Cuando se quema para generar electricidad, el gas natural emite aproximadamente la mitad de dióxido de carbono por megavatio-hora que el carbón. Pero a lo largo de su ciclo de vida, el gas natural podría generar muchas más emisiones de gases de efecto invernadero, ya sea a través de ventilación intencional, fugas de equipos o fracking. Y las fugas consistirían en metano, que es un gas de efecto invernadero mucho más poderoso que el dióxido de carbono. La Agencia de Protección Ambiental de EE. UU. Concedió en un Informe de diciembre que había subestimado significativamente las emisiones de metano que resultan del desarrollo de recursos de gas natural no convencional, principalmente gas de esquisto.
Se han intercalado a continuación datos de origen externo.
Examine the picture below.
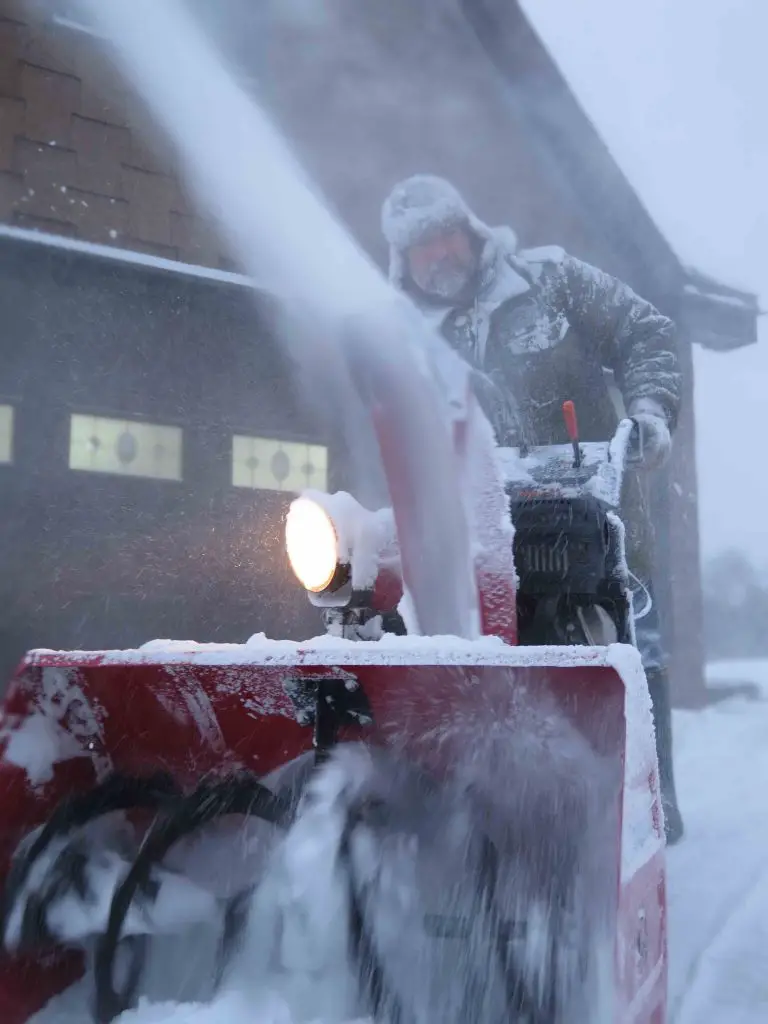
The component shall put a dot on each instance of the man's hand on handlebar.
(652, 441)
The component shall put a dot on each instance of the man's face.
(443, 264)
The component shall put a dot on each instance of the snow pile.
(357, 342)
(718, 877)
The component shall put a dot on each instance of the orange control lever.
(571, 425)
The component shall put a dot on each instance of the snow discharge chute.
(241, 173)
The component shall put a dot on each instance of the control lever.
(571, 425)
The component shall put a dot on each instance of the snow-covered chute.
(396, 824)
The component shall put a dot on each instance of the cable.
(242, 794)
(117, 793)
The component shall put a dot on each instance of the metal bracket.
(328, 704)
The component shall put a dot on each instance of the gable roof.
(581, 164)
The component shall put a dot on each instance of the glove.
(498, 406)
(654, 442)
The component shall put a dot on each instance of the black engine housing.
(569, 558)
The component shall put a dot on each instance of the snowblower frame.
(189, 734)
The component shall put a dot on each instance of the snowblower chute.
(374, 822)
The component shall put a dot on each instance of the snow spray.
(242, 174)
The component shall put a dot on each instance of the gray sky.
(679, 91)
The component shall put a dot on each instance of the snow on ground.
(718, 877)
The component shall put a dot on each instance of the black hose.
(242, 794)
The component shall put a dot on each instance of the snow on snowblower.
(376, 822)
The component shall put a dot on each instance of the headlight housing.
(312, 547)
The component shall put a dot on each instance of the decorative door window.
(268, 464)
(102, 444)
(6, 434)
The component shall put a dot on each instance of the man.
(540, 327)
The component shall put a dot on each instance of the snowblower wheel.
(242, 795)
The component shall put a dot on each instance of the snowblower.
(376, 822)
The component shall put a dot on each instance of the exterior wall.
(93, 559)
(376, 101)
(76, 157)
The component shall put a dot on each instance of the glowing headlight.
(311, 545)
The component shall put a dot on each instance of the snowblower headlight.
(311, 545)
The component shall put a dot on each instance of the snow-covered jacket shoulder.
(634, 339)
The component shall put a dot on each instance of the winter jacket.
(540, 324)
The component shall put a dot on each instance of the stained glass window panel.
(101, 444)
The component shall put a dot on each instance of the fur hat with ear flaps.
(425, 204)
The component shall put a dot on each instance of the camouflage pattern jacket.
(542, 326)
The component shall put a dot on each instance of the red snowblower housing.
(509, 780)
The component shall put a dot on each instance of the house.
(127, 331)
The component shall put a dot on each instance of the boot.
(658, 685)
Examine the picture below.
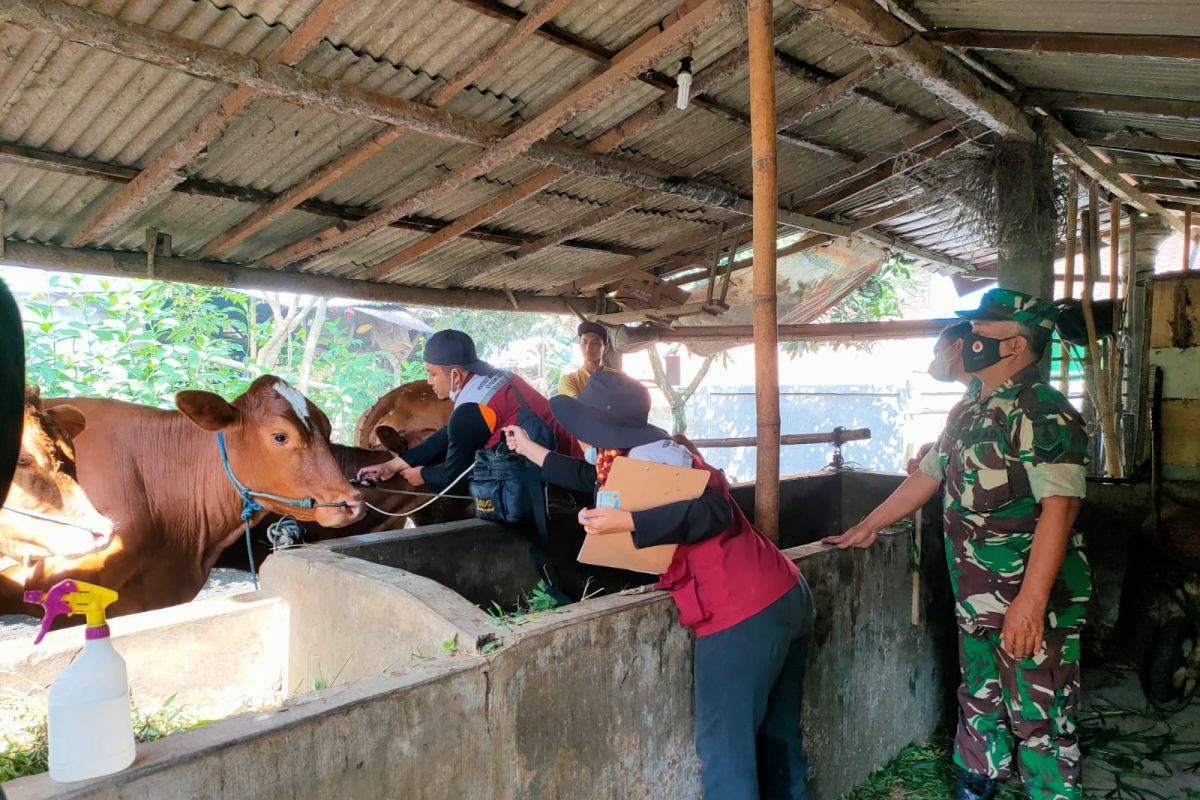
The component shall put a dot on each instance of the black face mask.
(982, 352)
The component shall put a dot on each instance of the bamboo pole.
(766, 319)
(1187, 239)
(1115, 370)
(1096, 372)
(1068, 282)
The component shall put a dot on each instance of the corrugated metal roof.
(73, 101)
(1153, 17)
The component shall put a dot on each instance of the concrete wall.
(217, 656)
(352, 618)
(592, 701)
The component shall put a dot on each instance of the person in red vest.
(749, 606)
(485, 400)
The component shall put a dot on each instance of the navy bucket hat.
(451, 348)
(611, 413)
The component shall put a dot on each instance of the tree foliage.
(881, 296)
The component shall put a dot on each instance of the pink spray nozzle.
(54, 602)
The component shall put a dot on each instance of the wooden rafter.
(829, 95)
(1084, 101)
(1156, 47)
(888, 329)
(277, 80)
(165, 172)
(539, 16)
(831, 92)
(637, 122)
(646, 50)
(706, 80)
(132, 265)
(1182, 148)
(588, 221)
(1174, 172)
(925, 64)
(358, 155)
(1177, 192)
(60, 163)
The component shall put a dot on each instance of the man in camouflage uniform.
(1013, 458)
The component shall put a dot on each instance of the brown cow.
(160, 476)
(351, 461)
(46, 512)
(408, 407)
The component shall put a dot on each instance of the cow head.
(65, 523)
(279, 443)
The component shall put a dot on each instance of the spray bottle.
(90, 726)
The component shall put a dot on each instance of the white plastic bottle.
(90, 726)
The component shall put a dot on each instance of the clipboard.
(641, 485)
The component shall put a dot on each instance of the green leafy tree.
(881, 296)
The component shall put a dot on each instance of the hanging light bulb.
(683, 83)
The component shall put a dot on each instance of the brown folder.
(641, 485)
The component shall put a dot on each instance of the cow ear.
(205, 409)
(391, 439)
(67, 417)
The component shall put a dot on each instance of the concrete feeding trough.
(591, 701)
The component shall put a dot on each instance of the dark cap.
(451, 348)
(593, 328)
(612, 411)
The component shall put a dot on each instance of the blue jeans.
(749, 690)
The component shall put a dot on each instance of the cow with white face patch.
(47, 512)
(161, 477)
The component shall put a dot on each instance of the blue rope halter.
(250, 506)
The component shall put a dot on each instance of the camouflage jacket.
(1000, 455)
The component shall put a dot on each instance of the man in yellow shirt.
(593, 344)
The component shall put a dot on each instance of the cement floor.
(1134, 752)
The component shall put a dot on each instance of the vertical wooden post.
(766, 320)
(1095, 371)
(1068, 282)
(1114, 349)
(1187, 239)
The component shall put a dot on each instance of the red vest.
(505, 405)
(721, 581)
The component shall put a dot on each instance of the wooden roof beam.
(1157, 170)
(53, 162)
(707, 79)
(127, 40)
(1153, 47)
(712, 76)
(925, 64)
(648, 49)
(473, 272)
(161, 174)
(1083, 101)
(1177, 192)
(635, 124)
(133, 265)
(883, 329)
(1147, 144)
(323, 176)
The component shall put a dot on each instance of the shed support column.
(766, 320)
(1146, 235)
(1026, 256)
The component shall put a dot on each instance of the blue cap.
(451, 348)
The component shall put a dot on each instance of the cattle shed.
(709, 172)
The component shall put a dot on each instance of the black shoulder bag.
(505, 485)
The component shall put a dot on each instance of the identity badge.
(607, 499)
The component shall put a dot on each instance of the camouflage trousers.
(1023, 707)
En algunos casos, las emisiones de metano fueron casi 9.000 veces más altas de lo que se pensaba.
Los investigadores de Cornell reconocen que los datos disponibles están incompletos y los grupos de la industria se apresuraron a contrarrestar sus conclusiones. Energía en profundidad , un grupo que representa a los productores independientes de petróleo de EE. UU., acusó a Howarth de utilizar datos de baja calidad para aumentar el potencial de calentamiento global del metano. También discrepó de su decisión de centrarse en los impactos durante 20 años. Howarth, sin embargo, dice que es probable que ocurran eventos críticos en el cambio climático en las próximas dos décadas, lo que significa que el impacto a corto plazo del metano es un factor importante para medir las consecuencias climáticas a largo plazo.
Sobre el tema de la calidad de los datos, Howarth admite que no tenía la mejor información para trabajar. La razón es que todos los datos provienen de fuentes de la industria ... y la industria no ha sido muy comunicativa, dice, y agrega que la EPA ha propuesto regulaciones que requieren mejores informes sobre las fugas de metano. Si la industria cumpliera, entonces podrían estar disponibles más datos mejor documentados y se podría mejorar nuestro estudio.
Mark Jaccard , profesor de investigación de energía y materiales en la Universidad Simon Fraser, dice que no le sorprenden los hallazgos del estudio de Cornell. Pero sugiere que los resultados no son un argumento en contra del gas de esquisto. En cambio, el estudio debería ser un llamado oportuno para regulaciones más estrictas. El gas de esquisto se podría producir de una manera que tuviera muy pocas emisiones, dice.
De hecho, el estudio de Cornell señala varias formas en que los perforadores y las operaciones de tuberías podrían reducir las emisiones de metano hasta en un 90 por ciento. Pero, agrega el estudio, estas tecnologías actualmente no se utilizan ampliamente.